The web app manifest also makes it possible to display an App Install Banner or an Add to Home Screen dialog. You can follow the guidelines from Google to learn how to create and display one.
Limitations
Disk Quota
Web browsers define quotas either per origin (Chrome and Opera) or per API (e.g. IndexedDB, service workers). When storing files via web APIs, it’s a good idea to keep this in mind and ideally monitor the disk quota status to avoid failures. Apps can check how much quota they’re using with the Quota Management API. We highly recommend you check out this research report on browser storage from HTML5 Rocks.
Precached PSPDFKit Assets
In this guide, you saw how to precache all the PSPDFKit for Web assets, including the JavaScript fallback pspdfkit.asm.js
. However, when the target browser supports WebAssembly, it’d be better to exclude this file from the precache manifest and vice versa: When the target browser doesn’t support WebAssembly, you shouldn’t precache the WASM module pspdfkit.wasm
. For production applications, we recommend generating separate manifests and service workers and serving them conditionally.
Conclusion
Hopefully the above information demonstrated how easy it is to integrate PSPDFKit for Web and make a simple PWA to display PDF documents. This is possible thanks to Workbox, which provides a simple yet powerful abstraction on top of the Service Worker API.

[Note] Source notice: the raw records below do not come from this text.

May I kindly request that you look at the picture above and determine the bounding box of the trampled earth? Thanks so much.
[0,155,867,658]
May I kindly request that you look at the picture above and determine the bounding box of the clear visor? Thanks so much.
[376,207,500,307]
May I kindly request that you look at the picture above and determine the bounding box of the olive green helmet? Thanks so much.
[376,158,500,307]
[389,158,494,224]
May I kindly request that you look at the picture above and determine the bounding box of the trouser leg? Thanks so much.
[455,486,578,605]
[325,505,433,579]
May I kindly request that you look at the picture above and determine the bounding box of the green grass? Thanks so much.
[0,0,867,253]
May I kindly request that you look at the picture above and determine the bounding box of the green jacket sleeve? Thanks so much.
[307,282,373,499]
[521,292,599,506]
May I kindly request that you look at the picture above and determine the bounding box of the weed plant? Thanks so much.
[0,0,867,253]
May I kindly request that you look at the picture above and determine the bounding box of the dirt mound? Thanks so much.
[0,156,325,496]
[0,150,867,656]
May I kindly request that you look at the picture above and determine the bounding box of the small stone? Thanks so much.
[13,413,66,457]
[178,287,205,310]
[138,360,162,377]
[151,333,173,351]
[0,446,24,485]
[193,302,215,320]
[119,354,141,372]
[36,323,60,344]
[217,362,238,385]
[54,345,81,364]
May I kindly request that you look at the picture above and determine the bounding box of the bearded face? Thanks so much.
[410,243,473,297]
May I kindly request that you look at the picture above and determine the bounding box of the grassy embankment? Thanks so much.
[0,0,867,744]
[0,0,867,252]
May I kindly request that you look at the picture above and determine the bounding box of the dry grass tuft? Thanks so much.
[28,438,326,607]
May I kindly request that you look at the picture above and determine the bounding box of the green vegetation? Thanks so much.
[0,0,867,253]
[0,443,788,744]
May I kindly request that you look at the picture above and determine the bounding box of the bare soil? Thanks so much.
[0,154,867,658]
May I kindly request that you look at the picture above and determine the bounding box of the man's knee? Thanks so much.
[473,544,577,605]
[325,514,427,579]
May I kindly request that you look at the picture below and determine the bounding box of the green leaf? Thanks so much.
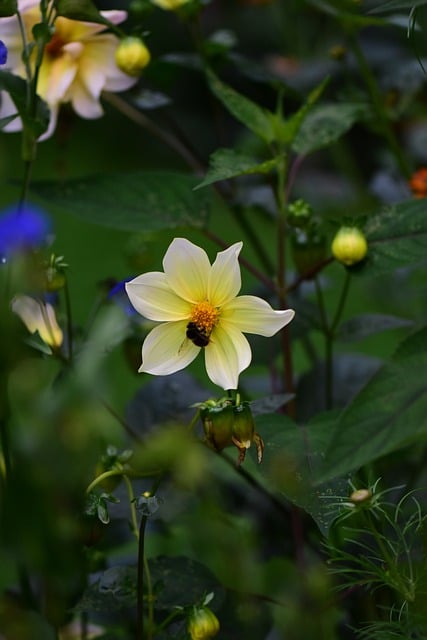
[272,78,329,144]
[0,113,18,130]
[256,413,348,535]
[337,313,414,342]
[55,0,111,26]
[0,71,49,138]
[75,566,137,613]
[195,149,280,189]
[33,171,210,232]
[351,198,427,277]
[319,327,427,480]
[206,69,274,143]
[292,103,368,155]
[0,0,18,18]
[369,0,427,13]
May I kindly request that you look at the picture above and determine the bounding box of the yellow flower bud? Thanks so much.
[115,36,151,76]
[188,607,219,640]
[151,0,190,11]
[11,295,63,349]
[331,227,368,266]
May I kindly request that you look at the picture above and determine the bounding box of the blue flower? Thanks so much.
[0,205,52,262]
[0,40,7,64]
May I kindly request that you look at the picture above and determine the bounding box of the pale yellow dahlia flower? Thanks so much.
[0,0,136,139]
[126,238,294,389]
[12,296,64,349]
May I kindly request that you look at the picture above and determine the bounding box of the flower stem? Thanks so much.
[136,516,150,640]
[276,154,295,410]
[64,276,73,363]
[123,474,139,539]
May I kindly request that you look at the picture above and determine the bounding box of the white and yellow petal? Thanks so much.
[163,238,211,304]
[11,296,63,347]
[221,296,295,338]
[205,322,252,389]
[208,242,243,307]
[139,321,200,376]
[125,271,191,322]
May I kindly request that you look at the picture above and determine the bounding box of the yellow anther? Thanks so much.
[190,300,218,336]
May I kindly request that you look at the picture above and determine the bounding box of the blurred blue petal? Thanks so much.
[0,205,52,261]
[0,40,7,64]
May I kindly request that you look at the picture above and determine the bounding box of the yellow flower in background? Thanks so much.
[115,36,151,77]
[12,296,64,349]
[126,238,294,389]
[331,227,368,267]
[151,0,190,11]
[0,0,136,139]
[188,606,219,640]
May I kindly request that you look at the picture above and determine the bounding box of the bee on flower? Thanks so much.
[126,238,295,390]
[0,0,137,139]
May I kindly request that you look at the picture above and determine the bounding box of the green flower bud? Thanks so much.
[200,401,234,451]
[331,227,368,267]
[350,489,372,504]
[115,36,151,77]
[199,398,264,465]
[188,607,219,640]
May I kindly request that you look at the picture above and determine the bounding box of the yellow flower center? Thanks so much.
[190,300,219,336]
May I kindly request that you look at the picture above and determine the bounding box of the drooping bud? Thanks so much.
[331,227,368,267]
[115,36,151,77]
[151,0,190,11]
[198,396,264,465]
[188,606,219,640]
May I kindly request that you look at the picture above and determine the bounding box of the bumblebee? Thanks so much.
[185,322,210,347]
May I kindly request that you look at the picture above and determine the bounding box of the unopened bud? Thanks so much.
[350,489,372,504]
[200,399,264,464]
[115,36,151,77]
[151,0,190,11]
[331,227,368,266]
[188,607,219,640]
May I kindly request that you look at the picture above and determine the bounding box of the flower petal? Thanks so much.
[221,296,295,337]
[125,271,191,320]
[205,321,252,389]
[208,242,243,307]
[163,238,211,304]
[139,321,200,376]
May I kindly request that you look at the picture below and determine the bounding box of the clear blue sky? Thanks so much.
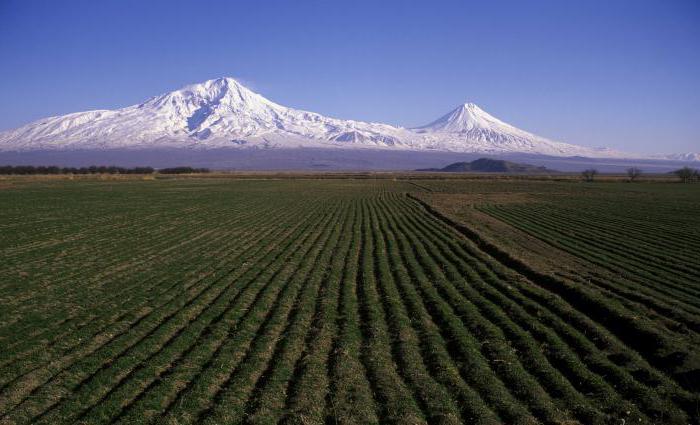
[0,0,700,152]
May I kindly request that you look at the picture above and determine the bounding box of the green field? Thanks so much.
[0,175,700,424]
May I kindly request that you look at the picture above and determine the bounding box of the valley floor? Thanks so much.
[0,175,700,424]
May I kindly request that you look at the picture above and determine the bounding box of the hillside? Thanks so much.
[418,158,558,174]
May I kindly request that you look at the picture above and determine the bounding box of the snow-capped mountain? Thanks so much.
[0,78,668,157]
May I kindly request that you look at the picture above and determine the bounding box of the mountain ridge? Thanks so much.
[0,77,696,158]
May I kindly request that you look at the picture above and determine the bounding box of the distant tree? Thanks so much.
[0,165,156,175]
[673,167,698,183]
[627,167,642,182]
[158,167,209,174]
[581,168,598,182]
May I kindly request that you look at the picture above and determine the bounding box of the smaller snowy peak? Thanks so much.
[661,152,700,162]
[413,102,511,133]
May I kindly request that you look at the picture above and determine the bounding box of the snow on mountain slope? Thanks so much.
[0,78,644,157]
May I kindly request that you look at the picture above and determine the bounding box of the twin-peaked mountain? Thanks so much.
[0,78,628,157]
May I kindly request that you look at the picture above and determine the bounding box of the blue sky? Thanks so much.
[0,0,700,153]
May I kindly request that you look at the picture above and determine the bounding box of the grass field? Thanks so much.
[0,175,700,424]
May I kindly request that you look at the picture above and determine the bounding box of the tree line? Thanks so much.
[581,167,700,183]
[0,165,209,175]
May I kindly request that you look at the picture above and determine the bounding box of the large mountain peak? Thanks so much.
[0,77,636,156]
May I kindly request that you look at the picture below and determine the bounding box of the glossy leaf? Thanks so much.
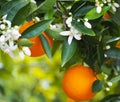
[21,20,52,38]
[40,34,52,59]
[85,6,110,20]
[17,38,33,47]
[107,37,120,43]
[30,0,56,15]
[101,94,120,102]
[61,39,77,66]
[12,3,30,26]
[110,8,120,26]
[2,0,29,21]
[110,75,120,83]
[72,20,95,36]
[45,29,64,40]
[74,6,94,17]
[106,48,120,59]
[92,80,103,93]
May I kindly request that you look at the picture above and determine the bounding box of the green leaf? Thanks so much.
[74,6,94,17]
[44,9,54,19]
[100,94,120,102]
[2,0,29,21]
[72,20,95,36]
[40,34,52,59]
[17,38,33,47]
[85,6,110,20]
[12,3,30,26]
[21,20,52,38]
[97,42,104,68]
[110,75,120,83]
[61,39,77,66]
[29,0,56,16]
[1,0,21,15]
[45,29,64,40]
[110,8,120,26]
[107,37,120,43]
[92,80,103,93]
[106,48,120,59]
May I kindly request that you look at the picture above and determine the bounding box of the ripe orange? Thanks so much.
[103,13,110,19]
[116,40,120,49]
[19,21,53,57]
[62,65,97,101]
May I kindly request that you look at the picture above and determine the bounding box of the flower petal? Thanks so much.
[60,31,71,36]
[74,34,81,40]
[96,6,102,13]
[84,22,92,29]
[68,35,73,45]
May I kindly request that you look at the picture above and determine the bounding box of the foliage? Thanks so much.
[0,0,120,102]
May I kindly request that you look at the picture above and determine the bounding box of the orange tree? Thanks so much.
[0,0,120,101]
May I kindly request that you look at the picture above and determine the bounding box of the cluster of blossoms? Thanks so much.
[95,0,120,13]
[0,15,30,57]
[60,17,92,45]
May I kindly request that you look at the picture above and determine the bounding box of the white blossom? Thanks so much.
[0,15,21,57]
[84,18,92,29]
[66,17,72,27]
[96,5,102,13]
[105,87,110,91]
[60,27,82,45]
[22,47,31,56]
[19,51,25,59]
[0,24,5,30]
[107,82,113,86]
[113,2,120,8]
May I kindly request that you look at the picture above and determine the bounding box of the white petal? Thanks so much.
[22,47,31,56]
[66,17,72,27]
[3,20,11,28]
[107,0,111,2]
[112,5,117,12]
[0,24,5,30]
[74,34,81,40]
[96,6,102,13]
[2,14,7,19]
[113,2,120,8]
[84,22,92,29]
[68,35,73,45]
[19,51,25,59]
[0,35,5,42]
[60,31,71,36]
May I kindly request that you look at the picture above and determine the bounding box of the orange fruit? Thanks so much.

The PWA built in this guide meets all the requirements of a baseline PWA, however, it’s just a proof of concept that shouldn’t be used in production.
We also built a more comprehensive and advanced example where PDF documents can be fetched from a remote server and are stored locally in IndexedDB for offline use. The advanced example also uses the History API to provide a unique working URL for every PDF document, along with a connectivity status indicator.